Большое темное дуло свесившегося с платформы ствола, уставилось на детей. Манька заревела и поползла через пыльную дорогу прочь. Немец заржал, довольный своей шуткой. Его басовитый смех устрашающе гудел из глубокой утробы танка через распахнутый люк.

Васятка не испугался, но он должен был проводить сестренку к дому, поэтому тоже ушел.
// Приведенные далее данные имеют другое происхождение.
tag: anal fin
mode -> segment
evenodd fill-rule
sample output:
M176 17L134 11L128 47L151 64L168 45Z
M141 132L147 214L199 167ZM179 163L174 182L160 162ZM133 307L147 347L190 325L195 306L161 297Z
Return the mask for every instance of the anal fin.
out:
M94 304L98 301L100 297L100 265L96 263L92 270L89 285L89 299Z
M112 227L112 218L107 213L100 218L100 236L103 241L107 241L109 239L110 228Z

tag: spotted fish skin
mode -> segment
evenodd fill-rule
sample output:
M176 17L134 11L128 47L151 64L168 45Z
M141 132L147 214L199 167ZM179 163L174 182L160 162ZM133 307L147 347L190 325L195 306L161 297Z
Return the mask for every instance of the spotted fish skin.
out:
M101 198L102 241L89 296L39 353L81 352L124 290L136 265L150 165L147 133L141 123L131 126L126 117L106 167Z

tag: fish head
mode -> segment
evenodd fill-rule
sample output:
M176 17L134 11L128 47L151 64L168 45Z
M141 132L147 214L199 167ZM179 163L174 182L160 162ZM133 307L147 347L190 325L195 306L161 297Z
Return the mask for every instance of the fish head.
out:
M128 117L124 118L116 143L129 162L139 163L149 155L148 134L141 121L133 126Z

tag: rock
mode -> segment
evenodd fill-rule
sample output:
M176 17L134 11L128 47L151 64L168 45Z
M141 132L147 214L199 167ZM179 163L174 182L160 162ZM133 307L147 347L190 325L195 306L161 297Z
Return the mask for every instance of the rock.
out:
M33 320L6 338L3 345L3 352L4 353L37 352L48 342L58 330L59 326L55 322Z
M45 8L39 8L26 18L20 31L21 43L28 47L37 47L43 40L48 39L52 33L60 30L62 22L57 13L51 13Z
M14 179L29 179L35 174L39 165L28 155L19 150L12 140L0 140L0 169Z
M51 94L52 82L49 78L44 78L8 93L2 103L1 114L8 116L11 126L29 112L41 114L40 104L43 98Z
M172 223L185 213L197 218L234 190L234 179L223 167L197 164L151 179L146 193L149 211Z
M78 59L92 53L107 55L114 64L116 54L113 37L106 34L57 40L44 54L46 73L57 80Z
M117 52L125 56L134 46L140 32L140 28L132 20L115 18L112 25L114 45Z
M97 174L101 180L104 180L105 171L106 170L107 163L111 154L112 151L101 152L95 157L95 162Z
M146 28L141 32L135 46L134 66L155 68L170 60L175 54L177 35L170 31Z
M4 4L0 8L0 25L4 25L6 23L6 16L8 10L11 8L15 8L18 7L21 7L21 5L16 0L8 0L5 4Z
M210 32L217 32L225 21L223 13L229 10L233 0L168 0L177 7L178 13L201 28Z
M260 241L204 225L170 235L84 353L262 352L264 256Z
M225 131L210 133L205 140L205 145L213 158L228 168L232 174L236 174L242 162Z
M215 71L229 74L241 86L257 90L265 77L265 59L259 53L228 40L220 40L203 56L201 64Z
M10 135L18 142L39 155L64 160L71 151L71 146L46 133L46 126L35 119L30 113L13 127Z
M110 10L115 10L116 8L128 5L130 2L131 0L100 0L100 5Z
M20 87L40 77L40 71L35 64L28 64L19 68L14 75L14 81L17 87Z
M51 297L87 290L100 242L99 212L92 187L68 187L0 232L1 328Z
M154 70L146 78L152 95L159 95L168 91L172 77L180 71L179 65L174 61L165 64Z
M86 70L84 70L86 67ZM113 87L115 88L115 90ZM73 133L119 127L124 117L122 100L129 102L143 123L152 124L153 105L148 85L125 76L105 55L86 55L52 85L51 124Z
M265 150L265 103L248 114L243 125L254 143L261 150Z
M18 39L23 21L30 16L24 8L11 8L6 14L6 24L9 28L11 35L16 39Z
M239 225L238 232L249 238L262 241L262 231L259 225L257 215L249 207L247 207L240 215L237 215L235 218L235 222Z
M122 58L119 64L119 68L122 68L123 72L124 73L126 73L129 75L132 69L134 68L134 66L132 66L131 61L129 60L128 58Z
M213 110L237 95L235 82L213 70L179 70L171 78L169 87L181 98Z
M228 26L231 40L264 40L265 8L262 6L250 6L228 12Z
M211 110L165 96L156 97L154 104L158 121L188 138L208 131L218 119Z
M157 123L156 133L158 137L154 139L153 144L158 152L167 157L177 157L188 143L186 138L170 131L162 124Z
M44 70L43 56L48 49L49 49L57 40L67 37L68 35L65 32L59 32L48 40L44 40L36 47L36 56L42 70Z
Испугался мальчик позже, когда в сумерки уже в их избе появился танкист с пустым алюминиевым котелком. Возвышаясь над полураскрытым порожним бельевым шкафом и даже над иконой, у которой чадила лампадка, из-под самого потолка немец громоподобно изрек:

– Матка! Яйка, сам-огонь!..

Длинные русские слова он разрывал на части, по-смешному уродуя их.

Мать Васятки лишь застонала в ответ. Через силу она выпростала больные ноги из-под одеяла, посидела на кровати и побрела в сени. Она боялась, что гитлеровец сам начнет искать еду и напугает детей.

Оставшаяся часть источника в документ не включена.